Your recruitment strategy will always have a sway on your business’s performance both in the short term and in the long run. Its impact will especially be felt when expanding internationally, as the playing field will most likely be different and subject to varying rules.
If you are contemplating going international, there are things you can do to ensure your business circumvents the initial hurdles and hits the ground running. Here are some of them:
1. Use the services of a PEO
Not everyone has the financial muscle to set up an out-of-country office and staff it all at once. Professional employer organizations (PEOs) assist businesses with such tasks as payroll management and employee recruitment and give the business owners room to focus on making headway.
For example, if you open a branch in Canada, a Canada PEO will help staff your new office or handle some of your company’s operations, ensuring you don’t launch yourself into the foreign corporate world without first dipping your toes in the water.
A good PEO can significantly cut your operational costs and save you the headache of learning new laws and navigating an economy you don’t know much about.
2. Adhere to recruiting laws
If you have to assemble a team yourself, ensure you get the hang of local recruitment laws before hiring anyone. Failure to understand and abide by some of these laws can put you on a collision course with the law and set you back a fortune.
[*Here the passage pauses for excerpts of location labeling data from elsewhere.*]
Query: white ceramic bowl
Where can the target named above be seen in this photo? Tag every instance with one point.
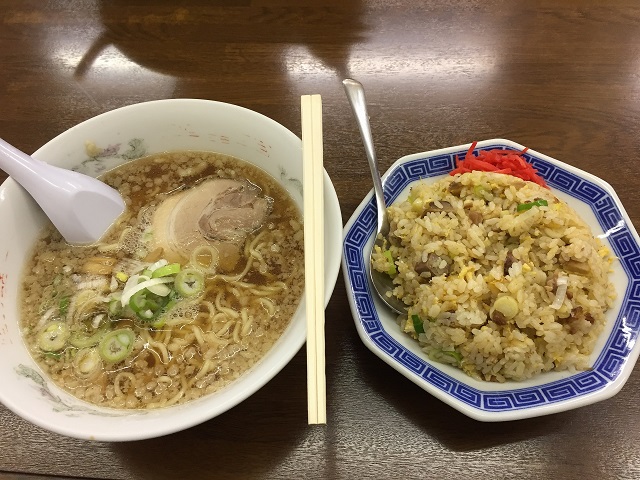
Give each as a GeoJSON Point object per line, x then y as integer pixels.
{"type": "Point", "coordinates": [615, 353]}
{"type": "Point", "coordinates": [129, 132]}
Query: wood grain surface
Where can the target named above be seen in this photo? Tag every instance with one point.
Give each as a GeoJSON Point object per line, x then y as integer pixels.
{"type": "Point", "coordinates": [560, 77]}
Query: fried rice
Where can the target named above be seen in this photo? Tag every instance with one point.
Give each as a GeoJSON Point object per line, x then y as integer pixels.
{"type": "Point", "coordinates": [501, 278]}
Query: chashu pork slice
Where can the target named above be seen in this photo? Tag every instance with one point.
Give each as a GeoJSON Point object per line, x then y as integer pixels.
{"type": "Point", "coordinates": [219, 212]}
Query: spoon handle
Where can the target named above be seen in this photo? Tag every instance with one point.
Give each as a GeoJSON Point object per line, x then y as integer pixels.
{"type": "Point", "coordinates": [355, 94]}
{"type": "Point", "coordinates": [17, 164]}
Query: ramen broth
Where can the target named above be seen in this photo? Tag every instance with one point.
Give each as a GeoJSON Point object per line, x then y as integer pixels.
{"type": "Point", "coordinates": [193, 285]}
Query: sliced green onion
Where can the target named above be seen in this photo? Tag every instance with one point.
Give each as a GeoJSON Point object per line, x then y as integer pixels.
{"type": "Point", "coordinates": [63, 305]}
{"type": "Point", "coordinates": [527, 206]}
{"type": "Point", "coordinates": [166, 270]}
{"type": "Point", "coordinates": [115, 308]}
{"type": "Point", "coordinates": [418, 324]}
{"type": "Point", "coordinates": [115, 346]}
{"type": "Point", "coordinates": [54, 337]}
{"type": "Point", "coordinates": [189, 282]}
{"type": "Point", "coordinates": [154, 266]}
{"type": "Point", "coordinates": [132, 287]}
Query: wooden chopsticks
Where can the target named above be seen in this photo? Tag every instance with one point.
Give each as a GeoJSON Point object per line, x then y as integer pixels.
{"type": "Point", "coordinates": [311, 106]}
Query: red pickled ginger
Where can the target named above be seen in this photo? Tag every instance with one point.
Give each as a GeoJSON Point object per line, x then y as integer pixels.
{"type": "Point", "coordinates": [509, 162]}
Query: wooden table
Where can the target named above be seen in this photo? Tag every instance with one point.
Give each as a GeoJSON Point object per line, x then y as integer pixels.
{"type": "Point", "coordinates": [560, 77]}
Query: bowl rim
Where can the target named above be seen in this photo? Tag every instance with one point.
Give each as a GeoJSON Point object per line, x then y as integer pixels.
{"type": "Point", "coordinates": [207, 408]}
{"type": "Point", "coordinates": [511, 402]}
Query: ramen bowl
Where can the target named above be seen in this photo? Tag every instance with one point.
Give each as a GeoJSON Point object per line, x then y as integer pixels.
{"type": "Point", "coordinates": [98, 145]}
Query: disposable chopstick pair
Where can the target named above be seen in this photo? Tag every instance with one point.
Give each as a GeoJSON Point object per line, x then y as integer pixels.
{"type": "Point", "coordinates": [311, 106]}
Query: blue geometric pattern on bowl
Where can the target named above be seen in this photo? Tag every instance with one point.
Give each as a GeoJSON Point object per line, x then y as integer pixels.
{"type": "Point", "coordinates": [614, 354]}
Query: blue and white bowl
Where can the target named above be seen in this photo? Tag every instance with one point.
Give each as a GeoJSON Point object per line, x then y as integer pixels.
{"type": "Point", "coordinates": [614, 355]}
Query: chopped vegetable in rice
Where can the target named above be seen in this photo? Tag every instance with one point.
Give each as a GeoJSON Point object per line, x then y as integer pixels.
{"type": "Point", "coordinates": [502, 279]}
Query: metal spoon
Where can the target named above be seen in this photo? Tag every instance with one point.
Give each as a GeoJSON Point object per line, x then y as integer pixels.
{"type": "Point", "coordinates": [382, 282]}
{"type": "Point", "coordinates": [82, 208]}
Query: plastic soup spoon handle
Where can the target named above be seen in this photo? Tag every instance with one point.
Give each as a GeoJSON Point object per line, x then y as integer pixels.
{"type": "Point", "coordinates": [82, 208]}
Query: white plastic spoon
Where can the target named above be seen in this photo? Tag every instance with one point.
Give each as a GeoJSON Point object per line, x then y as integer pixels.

In a country like France, for instance, you are required to publish job descriptions in French, meaning you may have to perform translations when setting up shop there.
If you get some bits of the translation wrong, you may cause costly confusion and potentially invite lawsuits. Some countries limit the amount of information a recruiter can take and have clear-cut rules on how the data can be used.
3. Do not ignore local culture
Whether you are hiring local employees or using the services of expats, it is important to create your recruitment strategy with culture and language in mind.
Hire people who have a nodding acquaintance with the local culture for easier integration and avoid being offensive or indelicate with your marketing content.
4. Prioritize experience
Qualification and educational background will always be significant factors in any recruitment process. However, the experience will beat qualification in a free-and-fair fray when looking to settle into a foreign market.
The reason for this is that seasoned employees understand the trade better and know what is needed to compete favorably. More to the point, if you have limited knowledge of the foreign market, you will need employees with great resumes to make up for that inadequacy.
Recruitment of local talent when expanding overseas can be incredibly knotty and confusing. You want to steer clear of these hurdles and expedite the process without parting with a queen’s ransom.
Use the above tips to ensure you get off on the right foot. If possible, conduct in-depth market research beforehand and consult professionals for more informed decisions.